Thanks.
I guess you're asking me amongst others...
I use Ergosoft PosterPrint.
Does this differ much from StudioPrint (also by Ergosoft)? How many individual colours (not including light/diluted versions) does it support? Does it support variable drop size?
Dot gain and absorbancy are dealt with the normal ways.. with light ink limiting, individual channel linearization and limiting.
Apart from pure carbon inks (which are completely stable regardless of dilution), I'd prefer to avoid light ink wherever possible, due to the reduced lightfastness of diluted inks. Better to use smaller dots of full-concentration inks, rather than diluted inks. If only the standard Epson heads went down to 1.5 picolitres, using a combination of 3pL and 1.5pL dots for the highest print quality... How much would removing all the light inks cost me, gamut-wise? Could this be made up for by introducing more dilutions of black ink (up to 7, as with Cone inks) or by using more inks of nonstandard colours? Just as importantly, would your RIP program be able to handle an inkset which included red, green, orange, brown and other ink colours, in addition to the standard CMYK?
Total ink limiting, K generation, O & G generation, these things also effect those issues and are done in the profiling after the other issues are controlled.
Shouldn't K generation, as well as orange/green and other colours, be done in the RIP, controlling individual inks, rather than in the ICC printer profile?
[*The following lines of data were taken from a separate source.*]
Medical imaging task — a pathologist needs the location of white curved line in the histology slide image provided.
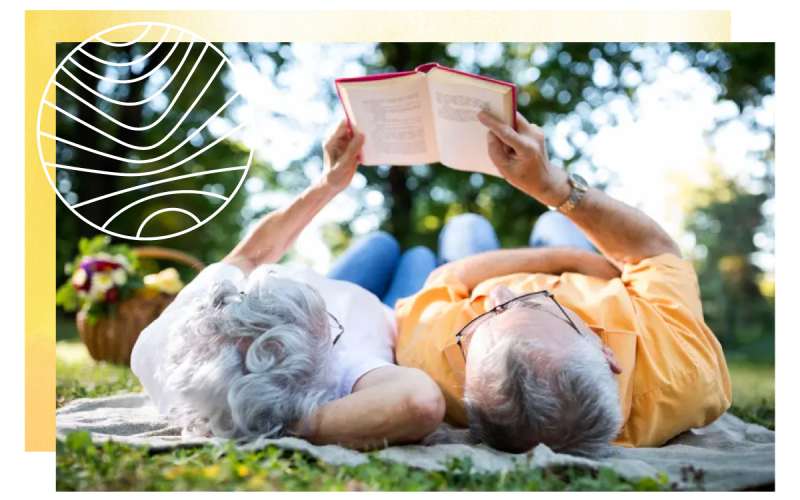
[39,92,239,152]
[78,28,169,66]
[95,24,152,47]
[67,31,184,83]
[103,189,228,229]
[50,45,225,133]
[61,43,208,106]
[36,22,255,241]
[68,166,247,209]
[39,122,248,177]
[136,207,200,238]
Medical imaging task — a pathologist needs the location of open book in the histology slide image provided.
[336,63,517,177]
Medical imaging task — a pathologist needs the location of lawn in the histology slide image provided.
[55,341,777,491]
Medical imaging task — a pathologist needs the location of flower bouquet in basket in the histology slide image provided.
[56,236,202,364]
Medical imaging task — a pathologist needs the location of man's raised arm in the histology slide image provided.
[478,112,680,266]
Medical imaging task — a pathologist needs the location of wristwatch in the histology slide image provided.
[555,174,589,214]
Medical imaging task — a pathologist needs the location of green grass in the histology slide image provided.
[55,342,777,491]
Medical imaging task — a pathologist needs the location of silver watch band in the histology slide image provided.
[556,179,586,214]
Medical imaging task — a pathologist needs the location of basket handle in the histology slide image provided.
[132,247,206,271]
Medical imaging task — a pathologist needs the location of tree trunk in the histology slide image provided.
[386,43,412,248]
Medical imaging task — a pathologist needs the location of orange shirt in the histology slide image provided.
[396,254,731,447]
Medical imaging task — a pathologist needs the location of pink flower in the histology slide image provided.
[106,288,119,302]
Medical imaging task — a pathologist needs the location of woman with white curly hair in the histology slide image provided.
[131,122,445,449]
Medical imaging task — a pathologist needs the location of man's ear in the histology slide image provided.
[602,346,622,375]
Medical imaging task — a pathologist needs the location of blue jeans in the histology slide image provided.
[439,211,594,264]
[328,212,594,307]
[328,231,437,307]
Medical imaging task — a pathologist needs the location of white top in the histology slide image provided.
[131,263,397,414]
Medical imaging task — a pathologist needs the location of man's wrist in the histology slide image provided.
[527,167,572,207]
[314,176,344,198]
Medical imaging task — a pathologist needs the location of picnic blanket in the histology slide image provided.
[56,393,777,491]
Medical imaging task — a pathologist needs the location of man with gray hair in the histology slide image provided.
[396,112,731,456]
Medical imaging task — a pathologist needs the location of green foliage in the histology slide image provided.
[55,432,670,492]
[687,174,777,362]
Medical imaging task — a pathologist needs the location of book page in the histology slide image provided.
[340,74,439,166]
[427,69,514,177]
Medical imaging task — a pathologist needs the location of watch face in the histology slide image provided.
[569,174,589,188]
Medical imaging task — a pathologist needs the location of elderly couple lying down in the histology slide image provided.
[131,112,731,456]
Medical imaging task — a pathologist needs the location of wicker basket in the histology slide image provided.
[76,247,205,365]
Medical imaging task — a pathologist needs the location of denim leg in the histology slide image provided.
[328,231,400,297]
[439,214,500,264]
[383,247,437,307]
[530,210,594,251]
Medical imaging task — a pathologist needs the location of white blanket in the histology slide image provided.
[56,394,777,491]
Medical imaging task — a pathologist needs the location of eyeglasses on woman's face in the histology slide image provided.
[328,313,344,345]
[456,290,583,362]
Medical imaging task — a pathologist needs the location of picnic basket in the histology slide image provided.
[76,247,205,365]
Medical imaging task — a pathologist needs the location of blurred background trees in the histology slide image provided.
[56,42,777,360]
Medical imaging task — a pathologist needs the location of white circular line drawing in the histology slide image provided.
[36,22,255,241]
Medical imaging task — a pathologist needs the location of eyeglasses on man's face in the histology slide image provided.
[456,290,583,362]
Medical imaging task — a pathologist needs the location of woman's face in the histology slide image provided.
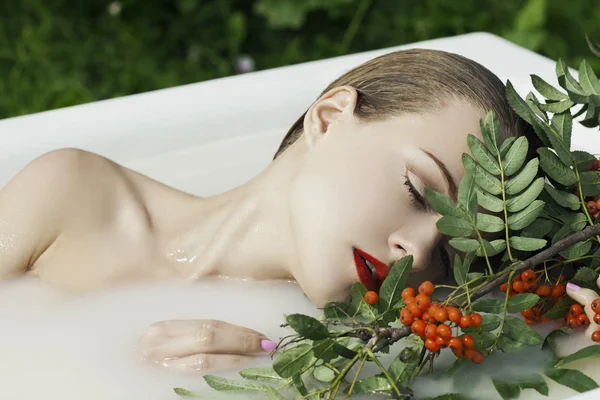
[289,89,483,306]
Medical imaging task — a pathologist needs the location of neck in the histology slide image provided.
[165,142,302,280]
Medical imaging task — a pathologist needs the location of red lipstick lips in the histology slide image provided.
[352,247,389,292]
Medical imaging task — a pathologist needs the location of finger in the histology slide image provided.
[143,323,276,361]
[162,353,253,373]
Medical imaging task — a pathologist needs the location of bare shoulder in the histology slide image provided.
[0,148,145,277]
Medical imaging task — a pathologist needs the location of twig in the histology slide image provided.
[471,224,600,301]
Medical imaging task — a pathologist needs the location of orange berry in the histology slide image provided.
[569,304,583,317]
[425,338,440,353]
[577,314,590,328]
[513,281,525,293]
[471,313,483,328]
[462,335,475,349]
[435,308,448,322]
[406,303,423,318]
[463,349,475,360]
[458,315,471,329]
[400,308,415,326]
[435,336,448,349]
[551,283,565,299]
[419,281,434,296]
[521,269,535,283]
[535,284,552,297]
[521,308,535,319]
[365,290,379,305]
[446,307,462,324]
[416,294,431,311]
[436,324,452,340]
[402,288,416,301]
[471,350,485,364]
[410,320,425,336]
[592,298,600,314]
[425,324,437,339]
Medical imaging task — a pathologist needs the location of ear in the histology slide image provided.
[304,86,358,146]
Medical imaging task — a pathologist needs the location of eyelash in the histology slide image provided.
[404,173,427,210]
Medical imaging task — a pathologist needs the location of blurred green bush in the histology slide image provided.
[0,0,600,118]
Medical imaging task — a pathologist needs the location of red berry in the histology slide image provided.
[419,281,434,296]
[365,290,379,305]
[402,288,416,301]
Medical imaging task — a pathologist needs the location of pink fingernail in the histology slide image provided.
[260,340,277,351]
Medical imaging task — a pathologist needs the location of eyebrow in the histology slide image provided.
[421,148,458,201]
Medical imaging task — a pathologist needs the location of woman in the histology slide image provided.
[0,49,592,371]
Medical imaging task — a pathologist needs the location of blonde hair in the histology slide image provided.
[274,49,531,158]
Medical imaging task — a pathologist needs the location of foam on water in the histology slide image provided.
[0,279,600,400]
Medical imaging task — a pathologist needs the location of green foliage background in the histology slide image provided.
[0,0,600,118]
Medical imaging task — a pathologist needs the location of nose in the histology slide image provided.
[388,216,442,271]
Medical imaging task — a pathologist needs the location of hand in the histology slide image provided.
[140,320,276,374]
[567,277,600,337]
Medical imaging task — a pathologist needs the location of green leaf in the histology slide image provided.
[471,299,504,314]
[458,171,475,209]
[475,239,506,257]
[425,188,462,217]
[388,347,420,387]
[240,368,282,382]
[475,165,502,194]
[467,134,501,175]
[521,218,552,239]
[507,200,544,230]
[544,184,580,210]
[273,344,315,378]
[537,147,577,186]
[500,136,517,159]
[476,213,504,236]
[558,239,592,260]
[286,314,331,340]
[540,99,575,114]
[313,365,335,382]
[506,177,544,212]
[448,238,479,253]
[544,296,575,319]
[531,75,569,101]
[497,334,525,353]
[506,293,540,313]
[571,150,596,171]
[379,256,413,311]
[579,59,600,95]
[350,282,378,319]
[475,187,504,212]
[436,215,473,236]
[266,387,285,400]
[352,376,392,395]
[546,368,598,393]
[204,375,266,392]
[502,136,529,177]
[492,378,521,400]
[556,344,600,367]
[481,111,500,156]
[323,301,350,321]
[504,158,540,195]
[550,111,573,148]
[502,316,544,346]
[509,236,548,251]
[579,171,600,196]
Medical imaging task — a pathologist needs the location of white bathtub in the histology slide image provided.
[0,33,600,400]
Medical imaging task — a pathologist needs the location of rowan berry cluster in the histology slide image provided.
[500,269,566,326]
[400,281,484,364]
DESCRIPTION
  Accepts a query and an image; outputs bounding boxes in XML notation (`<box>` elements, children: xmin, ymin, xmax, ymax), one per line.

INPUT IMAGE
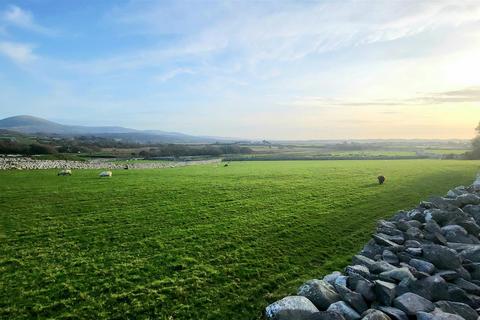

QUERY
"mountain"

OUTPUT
<box><xmin>0</xmin><ymin>115</ymin><xmax>225</xmax><ymax>143</ymax></box>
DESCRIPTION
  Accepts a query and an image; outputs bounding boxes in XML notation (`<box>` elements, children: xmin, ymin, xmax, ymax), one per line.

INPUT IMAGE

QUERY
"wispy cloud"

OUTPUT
<box><xmin>108</xmin><ymin>1</ymin><xmax>480</xmax><ymax>66</ymax></box>
<box><xmin>290</xmin><ymin>87</ymin><xmax>480</xmax><ymax>108</ymax></box>
<box><xmin>0</xmin><ymin>41</ymin><xmax>37</xmax><ymax>65</ymax></box>
<box><xmin>419</xmin><ymin>87</ymin><xmax>480</xmax><ymax>104</ymax></box>
<box><xmin>0</xmin><ymin>5</ymin><xmax>56</xmax><ymax>36</ymax></box>
<box><xmin>155</xmin><ymin>68</ymin><xmax>195</xmax><ymax>82</ymax></box>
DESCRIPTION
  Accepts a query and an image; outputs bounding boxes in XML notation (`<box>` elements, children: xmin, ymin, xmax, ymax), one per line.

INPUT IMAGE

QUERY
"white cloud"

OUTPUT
<box><xmin>109</xmin><ymin>1</ymin><xmax>480</xmax><ymax>65</ymax></box>
<box><xmin>0</xmin><ymin>41</ymin><xmax>37</xmax><ymax>65</ymax></box>
<box><xmin>155</xmin><ymin>68</ymin><xmax>194</xmax><ymax>82</ymax></box>
<box><xmin>0</xmin><ymin>5</ymin><xmax>55</xmax><ymax>36</ymax></box>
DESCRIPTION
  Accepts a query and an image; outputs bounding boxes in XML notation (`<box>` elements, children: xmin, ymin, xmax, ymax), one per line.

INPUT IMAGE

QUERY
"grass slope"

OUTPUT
<box><xmin>0</xmin><ymin>160</ymin><xmax>480</xmax><ymax>319</ymax></box>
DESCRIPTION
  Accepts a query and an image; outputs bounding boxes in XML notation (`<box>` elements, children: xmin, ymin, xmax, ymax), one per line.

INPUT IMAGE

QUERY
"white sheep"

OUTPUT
<box><xmin>99</xmin><ymin>171</ymin><xmax>112</xmax><ymax>177</ymax></box>
<box><xmin>57</xmin><ymin>169</ymin><xmax>72</xmax><ymax>176</ymax></box>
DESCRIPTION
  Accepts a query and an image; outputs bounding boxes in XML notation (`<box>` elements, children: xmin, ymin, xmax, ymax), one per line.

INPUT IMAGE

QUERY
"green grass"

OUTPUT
<box><xmin>0</xmin><ymin>160</ymin><xmax>480</xmax><ymax>320</ymax></box>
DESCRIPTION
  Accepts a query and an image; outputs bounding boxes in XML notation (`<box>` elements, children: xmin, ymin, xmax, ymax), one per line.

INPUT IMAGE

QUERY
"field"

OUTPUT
<box><xmin>0</xmin><ymin>160</ymin><xmax>480</xmax><ymax>320</ymax></box>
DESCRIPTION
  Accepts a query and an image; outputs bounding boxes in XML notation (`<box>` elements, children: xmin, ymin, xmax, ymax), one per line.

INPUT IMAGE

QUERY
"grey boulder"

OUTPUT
<box><xmin>297</xmin><ymin>279</ymin><xmax>340</xmax><ymax>310</ymax></box>
<box><xmin>422</xmin><ymin>244</ymin><xmax>462</xmax><ymax>269</ymax></box>
<box><xmin>327</xmin><ymin>301</ymin><xmax>361</xmax><ymax>320</ymax></box>
<box><xmin>265</xmin><ymin>296</ymin><xmax>318</xmax><ymax>320</ymax></box>
<box><xmin>393</xmin><ymin>292</ymin><xmax>435</xmax><ymax>316</ymax></box>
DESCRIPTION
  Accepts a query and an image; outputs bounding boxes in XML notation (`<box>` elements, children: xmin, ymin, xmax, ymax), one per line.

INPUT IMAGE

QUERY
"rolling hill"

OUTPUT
<box><xmin>0</xmin><ymin>115</ymin><xmax>227</xmax><ymax>143</ymax></box>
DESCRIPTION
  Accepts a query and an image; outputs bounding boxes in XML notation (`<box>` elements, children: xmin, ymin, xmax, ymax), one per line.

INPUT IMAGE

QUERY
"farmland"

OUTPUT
<box><xmin>0</xmin><ymin>160</ymin><xmax>480</xmax><ymax>319</ymax></box>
Ideally, for Lab values equalling those produced by the pure carbon pigments on paper, you'd want to set it so that the only inks used to generate those colours were the carbon pigments, with no coloured inks at all. You couldn't do this in the ICC profile. Same with black-and-white RIPs - you'd set it so that only the pure carbon inks were used, or with small amounts of coloured inks for toning.
Linearising a specific ink colour is easy enough - it's just a matter of measuring density and Lab values along a gradient of that particular ink colour. The hard part is getting all the various coloured inks to work together - particularly if there are nonstandard inks like red, green or brown - to produce whatever RGB values are forwarded to the RIP via the printer profile. How good is Posterprint for this sort of thing?
Rebalance? Again, that would be taken care of in profiling, over a well linearized and limited paper setup. Dot settings are all totally controllable and also play a role to help minimize mottle and bleed on those kids of papers.
In other words, using the RIP , and an ICC profile to convert the file's Adobe RGB colour space into the equivalent RGB values for the printer's colour space, which the RIP can then use to determine the exact mixture of inks needed to replicate that particular colour?
No, densities and gamut on Arches, no matter how carefully set up, will not exceed the good coated fine art papers, nor will resolution.
I once saw a recorded Dmax of 1.7 on Arches Hot Press. This was with preheated inks and paper on a solvent printer, using a single-pass technique (multiple passes could achieve a deeper Dmax, but would add further problems with registration and profiling).
I wonder if replacing the solution in which the pigment particles are suspended with an alcohol-based, rather than water-based solution (still aqueous, since ethanol is water soluble) would improve things, since alcohol's faster evaporation would reduce dot gain and increase possible ink load. Keeping the pigment from settling would be a challenge, though.
Getting into more detail about all of this is more like a PosterPrint tutorial and very very few will be interested...
Tyler
I guess that's why it's an individual thread on a very specialised subforum on a website that is itself specialised!